Nun kann ich mir wie jeden Tag etwas kochen, ist ja schließlich auch kein Feiertag für mich, aber wenn ich in einer Welt lebe, wo rundum gefeiert wird, dann will ich auch. Und fand ein großes Plakat mit einer Einladung zum Thanksgiving-Essen, kostenlos und für alle. ALLE in Großbuchstaben. Also fuhr ich heute dorthin. Es stellte sich heraus, dass es sich um die Port Orange Christian Church handelte. Super aufgezogen und organisiert. Auf dem Parkplatz schon Einweiser, vor der Tür wurde ich sehr freundlich empfangen. Und dann der Saal! Wunderschön dekoriert. An einer Seitenwand das Buffet, vor dem unzählige Helfer standen, vor jedem Menuebestandteil einer. Und die Kellner! So etwas muss man gesehen haben. Ein Mädchen und ein Junge kamen dauernd an unseren Tisch, um zu fragen, ob wir noch Wünsche hätten. Höchstens erstes Schuljahr und so lieb und höflich.

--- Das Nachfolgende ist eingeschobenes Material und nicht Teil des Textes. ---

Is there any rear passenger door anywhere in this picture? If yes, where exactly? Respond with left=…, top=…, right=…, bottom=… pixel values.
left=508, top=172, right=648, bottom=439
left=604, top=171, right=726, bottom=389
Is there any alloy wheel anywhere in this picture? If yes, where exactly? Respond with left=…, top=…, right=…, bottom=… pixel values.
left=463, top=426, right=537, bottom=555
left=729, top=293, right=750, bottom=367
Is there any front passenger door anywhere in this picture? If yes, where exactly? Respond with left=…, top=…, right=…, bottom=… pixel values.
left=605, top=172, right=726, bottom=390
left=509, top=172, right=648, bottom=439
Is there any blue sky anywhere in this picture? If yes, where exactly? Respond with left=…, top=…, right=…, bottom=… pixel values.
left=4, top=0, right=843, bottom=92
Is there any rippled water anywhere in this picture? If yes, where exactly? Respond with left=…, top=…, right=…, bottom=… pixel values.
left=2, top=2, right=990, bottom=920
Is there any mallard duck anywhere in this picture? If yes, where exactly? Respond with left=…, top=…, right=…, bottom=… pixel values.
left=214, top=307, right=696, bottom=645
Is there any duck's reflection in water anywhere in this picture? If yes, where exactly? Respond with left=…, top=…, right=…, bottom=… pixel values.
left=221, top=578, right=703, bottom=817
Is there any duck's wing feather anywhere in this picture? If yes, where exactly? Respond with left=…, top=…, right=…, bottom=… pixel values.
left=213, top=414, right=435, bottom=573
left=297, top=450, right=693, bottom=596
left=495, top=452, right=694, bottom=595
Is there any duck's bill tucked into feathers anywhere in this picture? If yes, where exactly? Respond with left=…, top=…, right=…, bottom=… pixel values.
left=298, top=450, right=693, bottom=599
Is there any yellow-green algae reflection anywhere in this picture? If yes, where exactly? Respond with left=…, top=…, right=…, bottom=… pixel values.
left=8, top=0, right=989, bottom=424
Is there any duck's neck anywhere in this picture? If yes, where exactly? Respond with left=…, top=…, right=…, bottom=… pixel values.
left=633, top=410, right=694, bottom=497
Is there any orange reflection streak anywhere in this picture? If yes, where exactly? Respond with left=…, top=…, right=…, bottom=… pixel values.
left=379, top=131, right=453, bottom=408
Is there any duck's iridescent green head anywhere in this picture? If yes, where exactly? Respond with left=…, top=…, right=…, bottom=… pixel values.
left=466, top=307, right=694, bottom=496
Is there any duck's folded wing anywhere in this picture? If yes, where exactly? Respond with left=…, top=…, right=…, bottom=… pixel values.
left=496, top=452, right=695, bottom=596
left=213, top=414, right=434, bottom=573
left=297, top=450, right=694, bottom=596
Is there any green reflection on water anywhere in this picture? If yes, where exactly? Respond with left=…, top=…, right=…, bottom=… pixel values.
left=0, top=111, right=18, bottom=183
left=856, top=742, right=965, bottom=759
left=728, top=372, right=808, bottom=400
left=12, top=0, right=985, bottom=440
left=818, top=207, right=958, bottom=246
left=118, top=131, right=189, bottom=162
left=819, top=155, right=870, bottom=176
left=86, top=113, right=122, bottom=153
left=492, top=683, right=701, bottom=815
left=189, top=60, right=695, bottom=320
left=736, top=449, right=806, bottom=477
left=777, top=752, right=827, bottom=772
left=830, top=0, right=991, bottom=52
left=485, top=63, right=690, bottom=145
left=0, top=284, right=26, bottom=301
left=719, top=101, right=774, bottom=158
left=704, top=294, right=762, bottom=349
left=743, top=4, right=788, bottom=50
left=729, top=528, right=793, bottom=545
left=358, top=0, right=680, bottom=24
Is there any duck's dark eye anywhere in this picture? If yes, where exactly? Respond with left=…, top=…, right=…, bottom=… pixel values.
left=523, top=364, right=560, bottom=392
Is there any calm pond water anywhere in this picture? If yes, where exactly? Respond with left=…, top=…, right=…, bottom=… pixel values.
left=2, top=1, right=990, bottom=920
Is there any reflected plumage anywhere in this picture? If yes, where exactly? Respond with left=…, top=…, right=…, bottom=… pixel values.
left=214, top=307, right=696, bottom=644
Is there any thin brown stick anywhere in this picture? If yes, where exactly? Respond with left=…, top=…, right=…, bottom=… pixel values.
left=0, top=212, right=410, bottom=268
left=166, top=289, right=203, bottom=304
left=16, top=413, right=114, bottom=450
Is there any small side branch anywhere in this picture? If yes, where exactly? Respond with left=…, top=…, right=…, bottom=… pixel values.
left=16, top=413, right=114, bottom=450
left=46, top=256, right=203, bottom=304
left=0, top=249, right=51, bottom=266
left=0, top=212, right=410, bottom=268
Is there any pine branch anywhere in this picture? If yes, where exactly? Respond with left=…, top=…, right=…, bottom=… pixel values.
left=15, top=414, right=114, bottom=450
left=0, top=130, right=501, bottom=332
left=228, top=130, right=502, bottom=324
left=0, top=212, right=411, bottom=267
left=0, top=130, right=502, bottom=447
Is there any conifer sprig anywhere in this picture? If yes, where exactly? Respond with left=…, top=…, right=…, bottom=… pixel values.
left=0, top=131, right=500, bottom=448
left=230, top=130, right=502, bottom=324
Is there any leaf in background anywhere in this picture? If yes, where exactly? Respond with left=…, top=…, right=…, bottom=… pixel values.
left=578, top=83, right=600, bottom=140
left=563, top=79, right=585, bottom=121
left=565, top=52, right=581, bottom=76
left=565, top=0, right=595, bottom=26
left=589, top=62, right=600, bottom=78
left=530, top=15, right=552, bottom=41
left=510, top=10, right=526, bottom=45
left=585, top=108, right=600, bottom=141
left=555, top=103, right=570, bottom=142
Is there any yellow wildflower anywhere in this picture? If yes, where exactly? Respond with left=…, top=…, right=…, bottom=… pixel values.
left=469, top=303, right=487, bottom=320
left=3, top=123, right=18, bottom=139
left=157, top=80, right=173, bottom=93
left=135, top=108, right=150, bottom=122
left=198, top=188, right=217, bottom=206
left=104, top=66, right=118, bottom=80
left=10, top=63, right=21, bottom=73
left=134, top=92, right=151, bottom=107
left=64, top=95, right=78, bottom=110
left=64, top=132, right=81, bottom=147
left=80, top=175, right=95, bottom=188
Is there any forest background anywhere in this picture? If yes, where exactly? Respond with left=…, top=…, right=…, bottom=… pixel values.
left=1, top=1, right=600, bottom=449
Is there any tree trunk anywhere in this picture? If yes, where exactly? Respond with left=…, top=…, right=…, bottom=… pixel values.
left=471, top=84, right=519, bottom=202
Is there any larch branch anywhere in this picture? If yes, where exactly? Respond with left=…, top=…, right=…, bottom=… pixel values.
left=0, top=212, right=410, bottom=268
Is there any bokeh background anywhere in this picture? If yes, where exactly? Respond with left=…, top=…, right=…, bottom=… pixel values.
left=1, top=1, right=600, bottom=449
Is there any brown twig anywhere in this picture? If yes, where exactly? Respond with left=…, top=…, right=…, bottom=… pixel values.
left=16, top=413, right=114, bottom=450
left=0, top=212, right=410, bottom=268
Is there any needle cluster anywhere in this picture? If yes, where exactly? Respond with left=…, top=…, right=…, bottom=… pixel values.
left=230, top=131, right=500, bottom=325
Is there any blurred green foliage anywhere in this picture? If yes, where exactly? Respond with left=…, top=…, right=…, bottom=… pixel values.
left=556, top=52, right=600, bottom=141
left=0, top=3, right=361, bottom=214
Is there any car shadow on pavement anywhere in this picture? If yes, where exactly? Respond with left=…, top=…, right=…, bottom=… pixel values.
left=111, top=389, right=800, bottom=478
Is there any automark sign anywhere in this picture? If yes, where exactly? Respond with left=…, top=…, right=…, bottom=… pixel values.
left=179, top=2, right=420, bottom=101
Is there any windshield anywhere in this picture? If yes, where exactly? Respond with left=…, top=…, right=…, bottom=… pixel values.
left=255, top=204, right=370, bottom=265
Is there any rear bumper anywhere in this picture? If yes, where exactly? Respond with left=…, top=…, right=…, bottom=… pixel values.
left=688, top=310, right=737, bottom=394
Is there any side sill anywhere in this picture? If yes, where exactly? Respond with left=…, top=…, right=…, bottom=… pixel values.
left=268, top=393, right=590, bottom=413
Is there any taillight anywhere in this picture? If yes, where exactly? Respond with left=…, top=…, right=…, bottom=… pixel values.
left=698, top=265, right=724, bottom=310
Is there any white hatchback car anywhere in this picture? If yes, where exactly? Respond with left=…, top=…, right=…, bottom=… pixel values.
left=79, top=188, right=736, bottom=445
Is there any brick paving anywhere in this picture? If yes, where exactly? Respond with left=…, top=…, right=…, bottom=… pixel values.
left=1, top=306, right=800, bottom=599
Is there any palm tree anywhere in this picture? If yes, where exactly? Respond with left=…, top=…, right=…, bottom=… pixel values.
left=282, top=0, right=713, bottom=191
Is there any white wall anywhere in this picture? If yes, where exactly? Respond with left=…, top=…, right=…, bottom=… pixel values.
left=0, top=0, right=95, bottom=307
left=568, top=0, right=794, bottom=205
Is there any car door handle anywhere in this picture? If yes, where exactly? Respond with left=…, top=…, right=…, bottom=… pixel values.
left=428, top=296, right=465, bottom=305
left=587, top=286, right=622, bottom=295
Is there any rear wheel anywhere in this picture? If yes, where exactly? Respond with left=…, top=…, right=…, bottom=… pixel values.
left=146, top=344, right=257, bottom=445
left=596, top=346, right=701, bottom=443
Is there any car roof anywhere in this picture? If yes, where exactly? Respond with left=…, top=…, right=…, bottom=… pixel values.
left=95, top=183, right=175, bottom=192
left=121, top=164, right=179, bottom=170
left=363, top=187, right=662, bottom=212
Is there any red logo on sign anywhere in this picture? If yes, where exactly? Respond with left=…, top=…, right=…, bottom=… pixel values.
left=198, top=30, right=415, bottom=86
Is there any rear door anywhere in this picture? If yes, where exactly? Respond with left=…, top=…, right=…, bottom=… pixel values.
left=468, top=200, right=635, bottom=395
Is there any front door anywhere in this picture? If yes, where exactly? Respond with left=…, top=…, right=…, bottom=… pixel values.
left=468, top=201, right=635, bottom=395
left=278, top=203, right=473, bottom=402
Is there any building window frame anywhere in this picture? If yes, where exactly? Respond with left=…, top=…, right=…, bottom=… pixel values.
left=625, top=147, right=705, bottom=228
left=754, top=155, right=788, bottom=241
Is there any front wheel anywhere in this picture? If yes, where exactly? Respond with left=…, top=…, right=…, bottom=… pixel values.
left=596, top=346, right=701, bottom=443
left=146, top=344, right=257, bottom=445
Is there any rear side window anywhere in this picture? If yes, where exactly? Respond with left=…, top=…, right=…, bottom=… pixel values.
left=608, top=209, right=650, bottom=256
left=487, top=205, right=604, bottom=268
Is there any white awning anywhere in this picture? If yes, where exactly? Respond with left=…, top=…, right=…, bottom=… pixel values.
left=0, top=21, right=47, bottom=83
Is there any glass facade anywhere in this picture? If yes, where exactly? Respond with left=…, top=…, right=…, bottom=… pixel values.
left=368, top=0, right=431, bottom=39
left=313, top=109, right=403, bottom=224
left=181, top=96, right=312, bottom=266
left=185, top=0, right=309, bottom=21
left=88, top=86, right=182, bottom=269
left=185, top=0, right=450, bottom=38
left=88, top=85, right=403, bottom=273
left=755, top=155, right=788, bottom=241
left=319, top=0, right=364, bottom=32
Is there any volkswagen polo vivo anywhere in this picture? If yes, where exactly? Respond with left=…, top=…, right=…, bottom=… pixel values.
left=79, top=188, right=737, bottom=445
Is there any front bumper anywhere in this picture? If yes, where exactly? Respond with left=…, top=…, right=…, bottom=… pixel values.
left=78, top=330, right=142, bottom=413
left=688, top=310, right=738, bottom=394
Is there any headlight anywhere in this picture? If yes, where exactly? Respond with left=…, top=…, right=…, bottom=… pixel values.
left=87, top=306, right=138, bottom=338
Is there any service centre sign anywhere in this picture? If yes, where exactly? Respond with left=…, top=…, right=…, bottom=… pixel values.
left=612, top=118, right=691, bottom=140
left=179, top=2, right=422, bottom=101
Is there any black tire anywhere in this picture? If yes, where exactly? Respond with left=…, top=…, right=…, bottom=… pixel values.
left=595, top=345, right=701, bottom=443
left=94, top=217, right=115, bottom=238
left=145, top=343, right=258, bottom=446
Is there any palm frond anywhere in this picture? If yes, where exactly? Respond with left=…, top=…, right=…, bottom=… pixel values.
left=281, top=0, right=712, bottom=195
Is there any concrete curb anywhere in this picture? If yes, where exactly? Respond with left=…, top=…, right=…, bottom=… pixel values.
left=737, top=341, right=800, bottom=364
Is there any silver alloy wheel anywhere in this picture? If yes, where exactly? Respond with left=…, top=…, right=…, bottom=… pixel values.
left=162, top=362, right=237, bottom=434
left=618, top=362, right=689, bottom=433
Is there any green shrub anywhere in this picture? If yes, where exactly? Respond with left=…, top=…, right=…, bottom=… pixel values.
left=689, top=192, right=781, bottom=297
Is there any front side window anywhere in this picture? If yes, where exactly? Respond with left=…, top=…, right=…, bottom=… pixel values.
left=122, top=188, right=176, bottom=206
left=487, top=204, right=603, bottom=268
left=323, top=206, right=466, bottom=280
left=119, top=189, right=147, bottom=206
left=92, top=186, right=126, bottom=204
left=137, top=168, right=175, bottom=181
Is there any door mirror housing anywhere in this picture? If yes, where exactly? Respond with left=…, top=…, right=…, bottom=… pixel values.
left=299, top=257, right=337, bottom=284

Große runde Tische waren festlich geschmückt und ich eröffnete einen neuen. Melissa von der Kirche setzte sich sofort zu mir, um mir ein bisschen Hintergrundwissen zu geben und natürlich auch zu fragen, wer ich bin und mich zum Gottesdienst einzuladen. Aber sehr freundlich, absolut nicht aufdringlich. Mir war nicht klar, zu welcher Glaubensrichtung die Kirche gehörte, sie meinte, wir sind christlich, offen für jede Richtung. Bald kamen weitere Gäste an meinen Tisch und wir unterhielten uns sehr angeregt. Michael und Donna sind Mitglieder in gleichen Fitnessclub, der auch gerade gegenüber der Kirche liegt. Daher hatte ich ja das Plakat bemerkt. Als Donna erzählte, dass sie neue Fahrräder hätten habe ich ihnen gleich mein Bikebook verkauft. Aber dann fing Michael an, mehr über die Kirche zu erzählen. Unglaublich engagiert, er hörte gar nicht mehr auf. Irgendwann fragte er aber, zu welcher Richtung ich gehöre, ich sagte die Wahrheit, katholisch getauft, aber schon lange ausgetreten. Zunächst war er geschockt, doch dann legte er so richtig los und ganz langsam merkte ich, welcher Richtung die Kirche eben doch angehört. Nämlich der wiedergeborenen Christen. Von denen habe ich spätestens seit Präsident Bush nicht unbedingt die beste Meinung. Und natürlich wurde ich noch einmal bestürmt, doch ganz bestimmt am Sonntag zum Gottesdienst zu kommen.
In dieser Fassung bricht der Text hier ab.